Historiker und Publizist; ab 1977 einer der führenden Vertreter der Bewegung zur Verteidigung der Menschen- und Bürgerrechte (ROPCiO), ab 1979 Vorsitzender der Konföderation Unabhängiges Polen; Pseudonym: „Natalia Naruszewicz“.

Leszek Moczulski wurde 1930 in Warschau geboren. 1947/48 war er Mitglied der kommunistischen Jugendorganisation „Kampfbund der Jugend“ (Związek Walki Młodych; ZWM), 1948/49 trat er dann dem staatlichen Bund der Polnischen Jugend (Związek Młodzieży Polskiej; ZMP) bei. 1948 wurde er Mitglied der Polnischen Arbeiterpartei (Polska Partia Robotnicza; PPR) und blieb auch in deren Nachfolgepartei, der Polnischen Vereinigten Arbeiterpartei (Polska Zjednoczona Partia Robotnicza; PZPR), aus der er 1950 ausgeschlossen wurde. 1952 schloss er sein Jurastudium an der Universität Warschau ab.

Mitte der 50er Jahre fand Moczulski, wie er selbst berichtet, Anschluss an die sogenannte Unabhängigkeitsströmung. Diese war eine konspirative Gruppe, die hauptsächlich aus ehemaligen Offizieren der Heimatarmee (Armia Krajowa; AK) bestand. Er arbeitete als Journalist unter anderem für die Zeitungen „Życie Warszawy“, „Wieś“ und „Dookoła Świata“. Auch mit der westlichen Presse pflegte er Kontakte, was 1957 zu seiner Verhaftung führte. Die Anklage lautete auf „Verleumdung der Staatsführung der Volksrepublik Polen im Ausland“, der Prozess endete 1958 jedoch mit einem Freispruch.
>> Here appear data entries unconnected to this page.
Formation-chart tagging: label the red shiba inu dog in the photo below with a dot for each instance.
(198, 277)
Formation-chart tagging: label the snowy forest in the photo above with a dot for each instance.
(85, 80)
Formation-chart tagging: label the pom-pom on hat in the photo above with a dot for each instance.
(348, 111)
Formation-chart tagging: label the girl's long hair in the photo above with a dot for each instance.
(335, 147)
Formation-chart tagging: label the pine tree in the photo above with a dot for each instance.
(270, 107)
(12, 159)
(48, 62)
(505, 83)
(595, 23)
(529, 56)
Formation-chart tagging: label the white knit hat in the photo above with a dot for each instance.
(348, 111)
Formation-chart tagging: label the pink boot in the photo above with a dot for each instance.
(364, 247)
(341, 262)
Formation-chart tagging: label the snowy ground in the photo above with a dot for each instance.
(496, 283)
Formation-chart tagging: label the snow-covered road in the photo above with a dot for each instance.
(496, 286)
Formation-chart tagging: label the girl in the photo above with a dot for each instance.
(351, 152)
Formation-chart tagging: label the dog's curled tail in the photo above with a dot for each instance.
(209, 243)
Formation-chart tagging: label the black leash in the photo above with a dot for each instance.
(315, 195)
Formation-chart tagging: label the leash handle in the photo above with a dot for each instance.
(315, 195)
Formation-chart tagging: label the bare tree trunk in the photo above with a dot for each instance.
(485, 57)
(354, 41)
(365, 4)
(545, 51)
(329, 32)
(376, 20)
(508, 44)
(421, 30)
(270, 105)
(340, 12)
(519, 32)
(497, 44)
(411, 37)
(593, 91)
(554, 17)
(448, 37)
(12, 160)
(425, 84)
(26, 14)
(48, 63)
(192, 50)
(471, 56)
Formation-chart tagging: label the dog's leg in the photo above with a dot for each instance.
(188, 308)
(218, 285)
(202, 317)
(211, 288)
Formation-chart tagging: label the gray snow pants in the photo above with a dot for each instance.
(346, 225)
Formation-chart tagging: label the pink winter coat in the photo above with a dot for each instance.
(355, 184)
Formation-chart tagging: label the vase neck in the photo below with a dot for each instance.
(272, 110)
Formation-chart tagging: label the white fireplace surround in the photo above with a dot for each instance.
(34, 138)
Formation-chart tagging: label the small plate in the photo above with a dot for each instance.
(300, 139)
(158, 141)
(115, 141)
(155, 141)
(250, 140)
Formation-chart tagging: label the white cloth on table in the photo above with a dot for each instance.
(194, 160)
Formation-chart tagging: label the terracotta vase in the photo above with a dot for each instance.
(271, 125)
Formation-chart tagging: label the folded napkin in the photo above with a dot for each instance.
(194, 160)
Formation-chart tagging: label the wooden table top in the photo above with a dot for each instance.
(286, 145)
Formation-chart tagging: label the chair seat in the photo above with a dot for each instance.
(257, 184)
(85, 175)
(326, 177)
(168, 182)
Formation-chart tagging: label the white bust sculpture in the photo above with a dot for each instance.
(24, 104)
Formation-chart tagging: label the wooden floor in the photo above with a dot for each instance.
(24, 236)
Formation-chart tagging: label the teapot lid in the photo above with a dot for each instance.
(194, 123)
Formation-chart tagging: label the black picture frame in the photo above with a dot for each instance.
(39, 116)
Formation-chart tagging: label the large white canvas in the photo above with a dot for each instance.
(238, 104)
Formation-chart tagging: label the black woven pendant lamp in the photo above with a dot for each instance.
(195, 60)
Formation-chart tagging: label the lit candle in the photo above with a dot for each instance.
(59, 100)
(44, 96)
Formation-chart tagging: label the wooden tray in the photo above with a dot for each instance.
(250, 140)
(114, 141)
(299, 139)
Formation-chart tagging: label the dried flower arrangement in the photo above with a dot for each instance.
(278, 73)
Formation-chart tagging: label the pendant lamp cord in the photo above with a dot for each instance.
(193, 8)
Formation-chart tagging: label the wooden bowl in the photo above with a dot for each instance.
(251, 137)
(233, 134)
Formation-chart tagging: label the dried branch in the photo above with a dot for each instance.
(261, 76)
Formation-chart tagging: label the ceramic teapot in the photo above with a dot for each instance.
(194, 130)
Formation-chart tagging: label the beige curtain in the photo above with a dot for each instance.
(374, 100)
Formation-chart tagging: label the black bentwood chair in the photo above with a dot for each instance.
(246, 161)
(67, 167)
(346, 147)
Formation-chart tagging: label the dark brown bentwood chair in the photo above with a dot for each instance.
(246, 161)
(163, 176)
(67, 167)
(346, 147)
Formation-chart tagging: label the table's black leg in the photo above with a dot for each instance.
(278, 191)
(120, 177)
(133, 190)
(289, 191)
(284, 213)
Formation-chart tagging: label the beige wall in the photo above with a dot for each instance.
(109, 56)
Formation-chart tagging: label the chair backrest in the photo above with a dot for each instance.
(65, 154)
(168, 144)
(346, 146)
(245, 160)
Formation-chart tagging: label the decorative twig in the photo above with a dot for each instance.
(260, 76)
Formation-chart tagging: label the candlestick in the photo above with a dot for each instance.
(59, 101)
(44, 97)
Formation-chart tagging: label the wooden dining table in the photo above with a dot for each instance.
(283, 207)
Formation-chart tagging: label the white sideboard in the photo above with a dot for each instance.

Nach einigen Jahren Berufsverbot (in dieser Zeit schrieb er unter Pseudonym weiter) nahm er wieder seine normale Arbeit als Journalist auf. 1961–77 war er für die Wochenzeitschrift „Stolica“ tätig.

1972 veröffentlichte Moczulski sein Buch „Der polnische Krieg 1939“ (Wojna polska 1939), in dem er über die sowjetische Aggression gegen Polen am 17. September 1939 berichtete und die Maßnahmen der polnischen Staatsführung während des Verteidigungskrieges in Schutz nahm. Dieses Werk, das später von den Behörden aus den Bibliotheken und aus dem Buchhandel verbannt wurde, brachte ihm Anerkennung und Popularität in den oppositionell eingestellten Kreisen der Kriegsveteranen ein.

Moczulski war der wichtigste Verfasser des 1976 verkündeten „Programms 44“. Die darin dargelegten Forderungen nach Systemreformen und der Wiederherstellung von Rechtsstaatlichkeit waren Teil der Vorbereitungen zur Gründung einer oppositionellen Organisation, wie sie in Moczulskis Umfeld zu beobachten waren. In den Jahren 1977/78 gehörte er zum engen Führungszirkel der konspirativ agierenden Unabhängigkeitsströmung (Nurt Niepodległościowy). In der 1977 gegründeten Bewegung zur Verteidigung der Menschen- und Bürgerrechte (Ruch Obrony Praw Człowieka i Obywatela; ROPCiO) übernahm er neben Andrzej Czuma den Posten eines der beiden Sprecher. Zugleich war er Redakteur der unabhängigen Schrift „Opinia“ (Meinung).

Schon bald zeigte sich, dass ROPCiO für Moczulski lediglich eine Übergangsetappe auf dem Weg zur Gründung einer politischen Partei war. Einfluss darauf hatte auch sein Konflikt mit Andrzej Czuma, der in der Bewegung ebenfalls Führungsansprüche anmeldete. Auf dem gesamtpolnischen Treffen von ROPCiO im Juni 1978 in Zalesie Górne kam es dann zur Spaltung. Der seiner Funktion als Redakteur von „Opinia“ beraubte Moczulski gründete die Zeitschrift „Droga“ (Weg) und versammelte um sich die ihm gegenüber loyalen Weggefährten aus der Bewegung.